Politik Gagasan Digadang Jadi Akhir Era Politik Pencitraan

Jum'at, 04/10/2019 19:29 WIB
Mengenal Politik Gagasan (Okezone)

Mengenal Politik Gagasan (Okezone)

law-justice.co - Perhelatan Pemilihan Presiden (Pilpres) dan Pemilihan Legislatif (Pileg) 2019 sudah rampung. Namun ada sisa "perpecahan" yang masih terbawa di tengah masyarakat akibat dari ketatnya persaingan pesta demokrasi tersebut.

Hal itu, disebut oleh banyak pakar politik sebagai imbas dari maraknya politik identitas dan politik pencitraan yang digunakan banyak partai politik dalam meraih atensi publik.
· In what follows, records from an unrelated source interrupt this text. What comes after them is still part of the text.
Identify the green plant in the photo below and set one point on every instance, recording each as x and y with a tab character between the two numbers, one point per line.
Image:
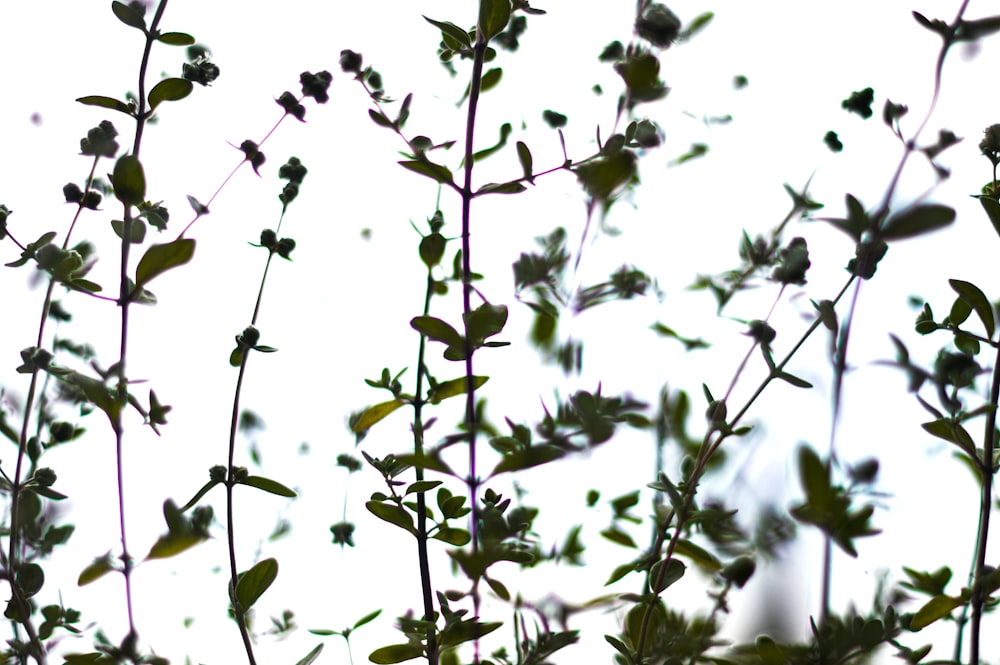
478	516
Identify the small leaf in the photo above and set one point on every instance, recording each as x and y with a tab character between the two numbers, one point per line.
619	537
513	187
176	38
268	485
524	156
493	18
160	258
452	30
393	514
936	608
200	493
96	570
311	656
137	232
916	221
674	571
430	169
375	413
169	90
453	388
972	295
527	458
491	79
128	16
254	582
129	180
422	486
31	578
397	653
368	618
106	102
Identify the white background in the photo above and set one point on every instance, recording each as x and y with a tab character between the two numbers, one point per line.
340	311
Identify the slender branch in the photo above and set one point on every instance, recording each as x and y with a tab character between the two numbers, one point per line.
470	386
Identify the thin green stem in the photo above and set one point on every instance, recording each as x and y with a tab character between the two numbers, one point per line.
239	612
985	509
418	448
475	86
706	452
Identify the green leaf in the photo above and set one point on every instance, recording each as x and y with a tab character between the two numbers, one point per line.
137	232
971	294
368	618
493	18
527	458
200	493
491	79
513	187
31	578
375	413
422	486
129	180
160	258
699	556
173	543
453	388
106	102
268	485
619	537
169	90
176	38
992	208
936	608
393	514
794	380
456	537
128	16
813	474
452	30
397	653
917	221
96	570
674	571
524	156
254	582
433	171
311	656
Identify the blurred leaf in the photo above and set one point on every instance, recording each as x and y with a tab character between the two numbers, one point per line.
375	413
311	656
397	653
430	169
917	220
169	90
527	458
493	18
392	514
106	102
268	485
253	583
128	16
936	608
971	294
160	258
453	388
129	180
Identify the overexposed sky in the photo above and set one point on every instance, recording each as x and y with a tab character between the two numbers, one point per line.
340	311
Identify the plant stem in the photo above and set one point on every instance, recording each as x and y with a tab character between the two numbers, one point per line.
238	610
418	448
985	506
475	85
708	449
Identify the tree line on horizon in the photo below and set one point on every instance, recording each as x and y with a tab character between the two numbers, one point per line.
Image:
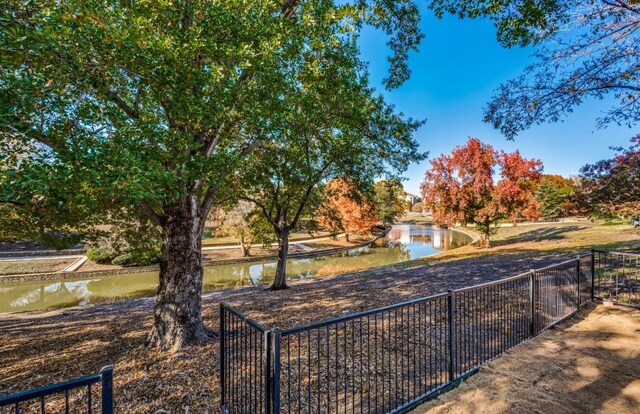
478	185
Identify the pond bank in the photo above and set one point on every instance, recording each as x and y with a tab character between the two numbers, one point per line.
403	243
36	347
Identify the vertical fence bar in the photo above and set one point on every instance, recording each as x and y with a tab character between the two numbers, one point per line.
593	274
268	369
452	348
532	303
277	341
578	279
106	379
222	356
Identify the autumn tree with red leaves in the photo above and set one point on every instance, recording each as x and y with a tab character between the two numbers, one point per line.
346	209
460	188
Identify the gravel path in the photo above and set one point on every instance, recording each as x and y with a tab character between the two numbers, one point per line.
589	364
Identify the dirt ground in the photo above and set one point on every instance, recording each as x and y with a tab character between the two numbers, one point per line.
588	364
38	348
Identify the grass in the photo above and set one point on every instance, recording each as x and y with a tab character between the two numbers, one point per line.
28	267
232	240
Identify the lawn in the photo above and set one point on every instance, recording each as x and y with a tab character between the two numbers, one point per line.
27	267
43	347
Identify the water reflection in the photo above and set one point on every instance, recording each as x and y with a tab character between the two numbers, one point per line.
403	243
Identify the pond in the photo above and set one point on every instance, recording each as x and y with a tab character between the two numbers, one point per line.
404	242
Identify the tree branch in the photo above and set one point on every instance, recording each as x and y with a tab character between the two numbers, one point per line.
157	219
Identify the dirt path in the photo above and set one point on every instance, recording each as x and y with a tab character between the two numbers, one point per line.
589	364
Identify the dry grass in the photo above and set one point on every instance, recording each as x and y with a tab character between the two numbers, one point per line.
37	266
589	364
42	347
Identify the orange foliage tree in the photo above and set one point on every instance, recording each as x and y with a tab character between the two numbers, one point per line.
346	209
461	188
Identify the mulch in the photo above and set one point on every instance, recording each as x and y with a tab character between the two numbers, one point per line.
39	348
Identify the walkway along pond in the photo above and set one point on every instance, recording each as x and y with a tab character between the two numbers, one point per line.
404	242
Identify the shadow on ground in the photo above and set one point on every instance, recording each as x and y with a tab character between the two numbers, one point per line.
587	365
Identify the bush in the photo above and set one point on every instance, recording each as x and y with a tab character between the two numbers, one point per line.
100	254
125	259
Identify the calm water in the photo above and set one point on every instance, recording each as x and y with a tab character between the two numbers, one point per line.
404	242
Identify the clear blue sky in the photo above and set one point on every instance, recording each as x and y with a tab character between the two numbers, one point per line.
454	74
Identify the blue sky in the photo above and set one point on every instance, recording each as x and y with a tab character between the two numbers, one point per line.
454	74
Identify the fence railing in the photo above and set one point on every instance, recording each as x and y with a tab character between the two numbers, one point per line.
61	395
389	359
617	276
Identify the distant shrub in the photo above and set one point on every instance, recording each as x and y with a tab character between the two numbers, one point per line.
125	259
100	254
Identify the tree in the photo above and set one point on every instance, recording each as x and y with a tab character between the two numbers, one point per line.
591	50
515	192
389	202
460	187
148	103
237	222
554	194
345	208
612	187
330	125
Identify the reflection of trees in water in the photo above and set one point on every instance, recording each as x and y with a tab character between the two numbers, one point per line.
56	294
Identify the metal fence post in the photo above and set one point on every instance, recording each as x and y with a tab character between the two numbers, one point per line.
106	379
593	275
452	358
222	356
532	302
268	371
277	339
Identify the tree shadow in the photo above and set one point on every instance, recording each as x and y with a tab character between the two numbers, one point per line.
587	365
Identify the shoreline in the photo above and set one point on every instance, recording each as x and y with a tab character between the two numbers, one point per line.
50	276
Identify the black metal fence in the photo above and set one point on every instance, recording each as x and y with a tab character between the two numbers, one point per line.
389	359
617	276
74	395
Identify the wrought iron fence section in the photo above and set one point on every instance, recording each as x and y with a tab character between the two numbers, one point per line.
69	394
617	276
375	362
388	359
556	294
489	319
245	366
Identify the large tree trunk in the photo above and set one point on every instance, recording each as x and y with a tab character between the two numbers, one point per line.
177	313
280	281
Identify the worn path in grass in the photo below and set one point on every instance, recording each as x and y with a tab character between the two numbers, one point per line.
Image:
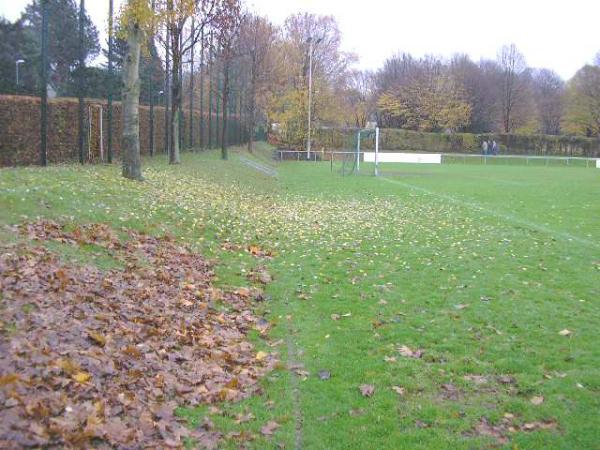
452	314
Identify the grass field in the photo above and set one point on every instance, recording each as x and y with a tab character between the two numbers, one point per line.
445	289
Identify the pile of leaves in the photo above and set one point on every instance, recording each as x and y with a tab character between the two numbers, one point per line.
103	358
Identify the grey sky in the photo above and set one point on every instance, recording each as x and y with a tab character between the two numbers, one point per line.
560	35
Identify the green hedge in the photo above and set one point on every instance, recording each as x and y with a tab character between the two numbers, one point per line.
405	140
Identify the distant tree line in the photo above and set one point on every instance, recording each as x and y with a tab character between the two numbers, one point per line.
216	56
504	95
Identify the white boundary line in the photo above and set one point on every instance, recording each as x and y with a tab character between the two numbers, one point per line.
260	167
506	217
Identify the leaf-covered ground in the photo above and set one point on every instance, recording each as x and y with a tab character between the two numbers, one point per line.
92	357
450	307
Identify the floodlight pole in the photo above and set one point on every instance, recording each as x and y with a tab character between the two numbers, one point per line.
310	52
377	151
44	87
110	79
18	62
80	79
358	151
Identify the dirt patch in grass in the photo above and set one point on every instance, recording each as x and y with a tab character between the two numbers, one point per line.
508	425
92	358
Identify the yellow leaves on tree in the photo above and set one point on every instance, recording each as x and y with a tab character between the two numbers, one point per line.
436	105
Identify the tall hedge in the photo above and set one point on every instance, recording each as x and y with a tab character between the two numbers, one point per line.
20	129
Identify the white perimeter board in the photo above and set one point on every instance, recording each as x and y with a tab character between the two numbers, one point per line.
418	158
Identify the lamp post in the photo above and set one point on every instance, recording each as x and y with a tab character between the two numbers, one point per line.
18	62
310	52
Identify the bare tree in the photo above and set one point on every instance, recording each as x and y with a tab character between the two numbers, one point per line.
130	140
256	41
548	91
512	63
228	30
175	15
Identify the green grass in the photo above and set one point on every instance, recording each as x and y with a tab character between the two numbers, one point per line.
519	245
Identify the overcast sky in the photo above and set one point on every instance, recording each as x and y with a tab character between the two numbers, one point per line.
560	35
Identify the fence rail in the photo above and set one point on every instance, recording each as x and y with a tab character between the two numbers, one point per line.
447	158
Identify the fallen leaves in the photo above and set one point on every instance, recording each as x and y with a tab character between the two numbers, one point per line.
324	375
398	390
409	353
367	390
102	358
537	400
82	377
269	428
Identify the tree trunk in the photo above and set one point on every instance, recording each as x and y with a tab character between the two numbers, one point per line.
130	140
252	115
225	94
191	145
174	157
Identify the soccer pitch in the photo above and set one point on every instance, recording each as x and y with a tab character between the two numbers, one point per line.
463	299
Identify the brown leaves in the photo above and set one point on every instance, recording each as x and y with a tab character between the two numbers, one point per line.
258	252
367	390
107	356
269	428
537	400
409	353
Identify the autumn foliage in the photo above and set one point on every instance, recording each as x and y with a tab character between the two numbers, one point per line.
102	358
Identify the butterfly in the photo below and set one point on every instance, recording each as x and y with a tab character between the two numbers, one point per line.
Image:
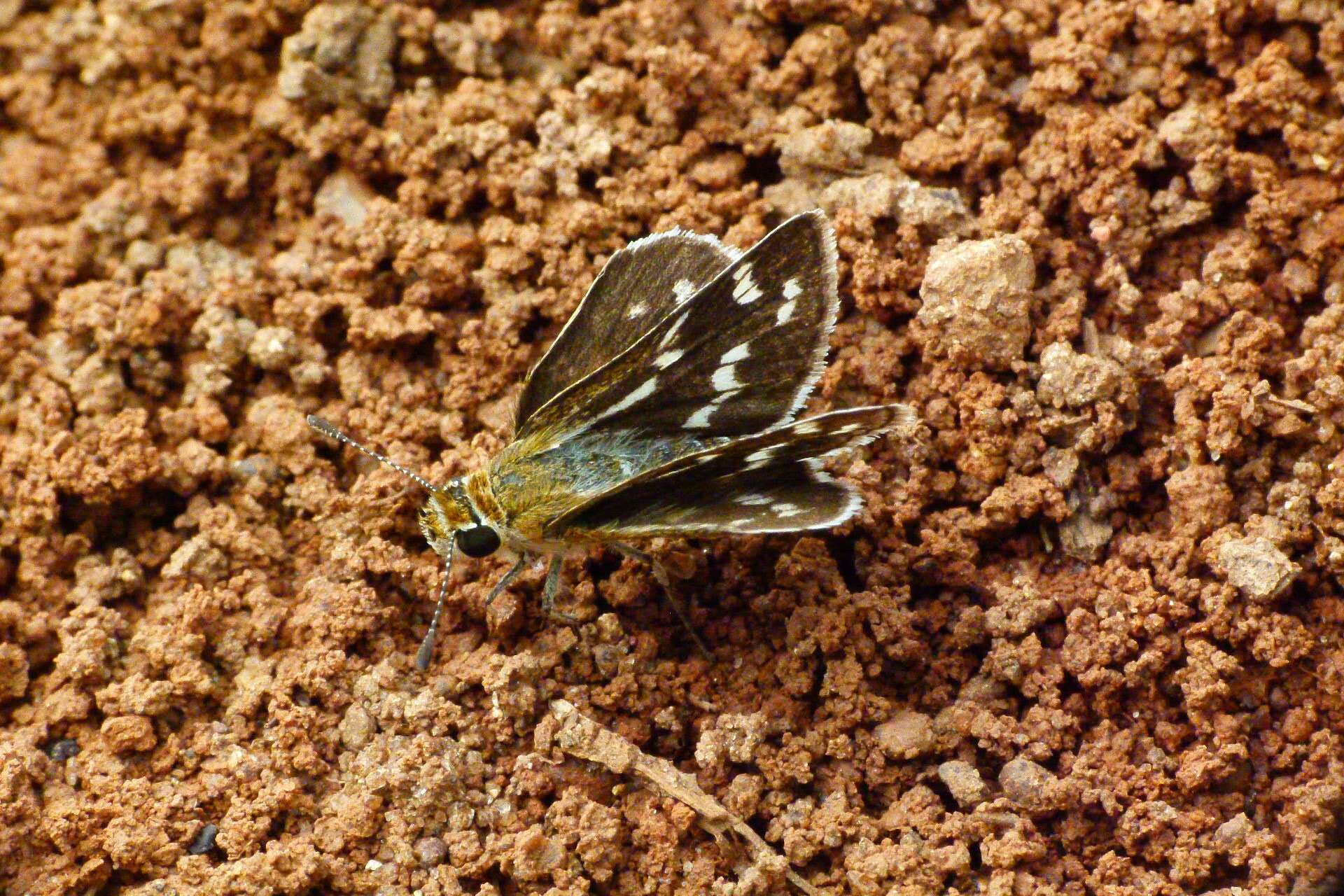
666	407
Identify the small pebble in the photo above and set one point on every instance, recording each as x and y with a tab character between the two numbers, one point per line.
204	841
430	850
62	750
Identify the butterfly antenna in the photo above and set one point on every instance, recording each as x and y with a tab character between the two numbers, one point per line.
426	652
332	433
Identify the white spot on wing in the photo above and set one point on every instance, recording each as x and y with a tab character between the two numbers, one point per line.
701	418
683	289
726	378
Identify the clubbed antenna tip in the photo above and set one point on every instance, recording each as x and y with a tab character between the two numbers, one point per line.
332	433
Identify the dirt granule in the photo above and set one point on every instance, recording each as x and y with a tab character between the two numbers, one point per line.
1088	636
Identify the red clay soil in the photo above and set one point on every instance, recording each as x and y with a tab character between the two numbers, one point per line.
1088	636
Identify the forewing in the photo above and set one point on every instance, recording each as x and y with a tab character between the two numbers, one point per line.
737	358
765	482
638	288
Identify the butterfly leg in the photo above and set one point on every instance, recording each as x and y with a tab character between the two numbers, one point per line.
508	577
553	587
660	574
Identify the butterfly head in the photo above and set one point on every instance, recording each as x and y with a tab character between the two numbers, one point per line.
449	517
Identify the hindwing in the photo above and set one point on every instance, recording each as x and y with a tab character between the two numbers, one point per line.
764	482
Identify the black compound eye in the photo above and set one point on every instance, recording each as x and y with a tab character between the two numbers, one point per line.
479	540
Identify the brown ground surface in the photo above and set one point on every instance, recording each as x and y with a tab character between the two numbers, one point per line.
1086	637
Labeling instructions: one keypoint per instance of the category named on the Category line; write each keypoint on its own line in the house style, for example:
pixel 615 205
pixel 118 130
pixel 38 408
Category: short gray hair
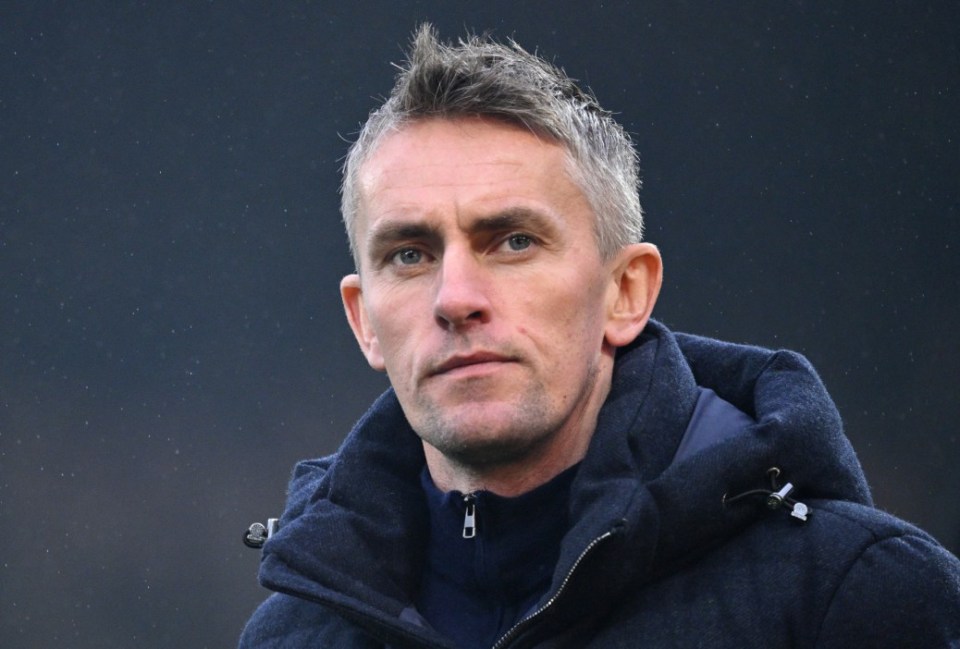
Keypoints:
pixel 480 77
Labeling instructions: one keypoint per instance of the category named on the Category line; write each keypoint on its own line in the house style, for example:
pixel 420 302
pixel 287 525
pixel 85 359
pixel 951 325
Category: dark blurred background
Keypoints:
pixel 170 247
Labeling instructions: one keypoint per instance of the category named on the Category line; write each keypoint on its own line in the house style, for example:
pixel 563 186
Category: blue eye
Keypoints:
pixel 518 242
pixel 408 256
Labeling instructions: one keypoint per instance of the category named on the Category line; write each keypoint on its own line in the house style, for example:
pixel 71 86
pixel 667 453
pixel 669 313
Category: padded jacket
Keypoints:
pixel 685 530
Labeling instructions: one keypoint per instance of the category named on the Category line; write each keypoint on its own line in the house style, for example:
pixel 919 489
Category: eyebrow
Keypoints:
pixel 386 235
pixel 389 234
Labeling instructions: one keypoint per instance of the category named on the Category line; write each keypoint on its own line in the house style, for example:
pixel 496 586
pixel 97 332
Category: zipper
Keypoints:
pixel 470 516
pixel 527 621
Akibatnya, masyarakat hanya melihat pilihannya sebagai sesuatu yang baik, dan lawannya sebagai sesuatu yang buruk, perpecahan pun tak terhindarkan.

Dilansir dari laman okezone, Politik identitas hingga politik transaksional di tengah masyarakat menyulut kondisi bangsa yang makin memburuk, dan menjauhkan Indonesia dari esensi utama demokrasi, yakni kesejahteraan masyarakat.

Kini, muncul banyak desakan dari masyarakat agar politik lebih menonjolkan sisi gagasan, dan tak hanya `jual omongan dan janji-janji`. Namun, memunculkan gagasan, dan mengemasnya dengan program kerja hingga memunculkan citra partai politik yang dekat dengan masyarakat.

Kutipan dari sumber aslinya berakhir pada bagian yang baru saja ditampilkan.